Emeklilik ve yaşam -2-
 

Fatih Dulkadiorğlu yazdı
Geçenlerde evimizin yakınındaki parkın içerisindeki kafeye girdim. Hava oldukça güzel ve güneşliydi, terasın güneş alan bir yerinde kendime bir masa seçtim ve telefonumu masanın üzerine bırakıp üzerimdeki kabanımı oturduğum sandalyenin arkasına astıktan sonra sol tarafım güneşe gelecek şekilde oturdum ve bir süre parkın güzelliğini seyre daldım. Öylesine dalmışım ki masaya sipariş almak için yaklaşan genç garsonu bile fark etmemişim. Garsonun “ Hoş geldiniz beyefendi” demesini beklerken beni sakalımdan mı nedense okumuş yazmış biri olarak tanımlamış olmalı ki, saygılı, sempatik ve gülen yüzüyle,”

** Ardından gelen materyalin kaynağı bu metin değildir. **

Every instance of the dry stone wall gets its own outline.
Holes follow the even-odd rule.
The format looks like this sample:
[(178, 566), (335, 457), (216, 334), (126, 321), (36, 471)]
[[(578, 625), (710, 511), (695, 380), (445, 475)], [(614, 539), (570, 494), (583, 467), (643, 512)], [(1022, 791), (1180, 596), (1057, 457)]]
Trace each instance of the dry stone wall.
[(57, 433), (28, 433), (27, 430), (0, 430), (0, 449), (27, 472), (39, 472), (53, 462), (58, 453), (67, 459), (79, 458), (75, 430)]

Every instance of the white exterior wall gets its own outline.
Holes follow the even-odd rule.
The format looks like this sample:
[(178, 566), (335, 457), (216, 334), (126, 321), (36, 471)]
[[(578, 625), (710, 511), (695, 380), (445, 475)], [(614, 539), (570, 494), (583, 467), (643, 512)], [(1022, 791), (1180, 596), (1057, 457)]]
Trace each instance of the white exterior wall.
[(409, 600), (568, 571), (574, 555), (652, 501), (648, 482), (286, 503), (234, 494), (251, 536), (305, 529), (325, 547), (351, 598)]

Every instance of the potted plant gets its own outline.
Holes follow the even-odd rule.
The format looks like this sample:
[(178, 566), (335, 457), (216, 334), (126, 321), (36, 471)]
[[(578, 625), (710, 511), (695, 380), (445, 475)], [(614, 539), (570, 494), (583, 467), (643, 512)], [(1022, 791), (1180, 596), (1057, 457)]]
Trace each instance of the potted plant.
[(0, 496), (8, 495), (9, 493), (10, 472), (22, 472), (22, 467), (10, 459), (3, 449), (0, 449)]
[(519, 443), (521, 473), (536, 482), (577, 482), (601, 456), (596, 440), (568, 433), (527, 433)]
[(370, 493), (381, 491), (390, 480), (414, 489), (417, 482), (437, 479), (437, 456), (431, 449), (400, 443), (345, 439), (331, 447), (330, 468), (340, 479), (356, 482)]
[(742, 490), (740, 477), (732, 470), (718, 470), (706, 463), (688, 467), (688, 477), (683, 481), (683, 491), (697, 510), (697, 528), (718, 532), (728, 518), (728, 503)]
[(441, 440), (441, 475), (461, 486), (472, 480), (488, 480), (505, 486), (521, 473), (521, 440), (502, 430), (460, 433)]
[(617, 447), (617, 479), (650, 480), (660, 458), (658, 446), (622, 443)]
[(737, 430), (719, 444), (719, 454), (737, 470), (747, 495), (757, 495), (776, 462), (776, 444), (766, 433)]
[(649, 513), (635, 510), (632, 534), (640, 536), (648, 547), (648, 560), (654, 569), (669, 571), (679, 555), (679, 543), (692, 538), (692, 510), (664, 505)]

Hoş geldiniz hocam.” dedi. Garsonun bu güler yüzlü yaklaşımından çok mutlu oldum. Garsondan bir Cafe Latte, bir de su getirmesini rica ettim. Latte’yi benim çocuklardan öğrenmiş ve alışmıştım. Latte, İtalyan’ca süt anlamına geliyormuş. Asıl adı Caffe Machiatodur Espresso imiş. “Buharla ısıtılmış kıvamlı süt dolu bir kupaya eklenir, genellikle ince ve uzun bardakta servis edilir. İsteğe göre üzerine süt köpüğü eklenir bir damla çikolata sosuyla da köpük üzerine süs amaçlı istenilen şekilde resim yapılabilir. Yani bir nevi ebru sanatı gibi.” diye anlatmıştı avukat olan kızım. Az sonra ağzı geniş uzun bardakta Caffe Latte’m ve suyum gelmişti. Garson, nabza göre şerbet vermesini bilecek derecede uyanık çocukmuş, bana bu yaştan sonra kalp resmi yapacak değil ya, kitap resmi yapmıştı bardağın üzerindeki süt köpüğüne çikolata sosuyla.  Yaklaşık bir saat kadar oturup güneşin tadını çıkarttım. Havanın sıcaklığından yararlanarak bu sürede telefonuma yüklediğim “ Kâşif Kozinoğlu’nun Mezara götüremediği Sırlar” isimli kitabından yüz sayfa kadar okumuşum. Fazla oturduğumu hissederek masadan kalktım, kasaya hesabı ödedikten sonra parkın içerisinden dolaşıp caddeye çıkmak isterken geçenlerde cami avlusunda tanışıp sohbet ettiğim arkadaşla bu gün de parkta rastlaştım. Hani şu karısı ölünce başı boş kalıp evlenmeye kalkışmasın diye kızının yanına getirilen çok dertli bir adam vardı ya, işte o...
 Parktaki bankların birinde oturmuş ayaklarını uzatarak doksan dokuzluk tesbihini çekiyor, bir yandan da dalgın dalgın sürekli ayakkabısının burnuna ve hep aynı noktaya bakıyordu. Beni görünce toparlandı ve ayağa kalktı, tokalaştık.
 Kırk yıllık dostunu görmüşçesine sevindi. Uzun zamandır göremiyorum sizi bu ara Cumalara da gelmiyorsunuz, bir şeyiniz yok değil mi Hocam?” dedi. 
Ben de “ Bir süredir buralarda yoktuk, çocukların yanına gitmiştik yeni geldik. Ben yukarıda oturuyordum sizin burada olduğunuzu bilseydim yukarıya sizi de davet eder kahve ikram ederdim.” dedim.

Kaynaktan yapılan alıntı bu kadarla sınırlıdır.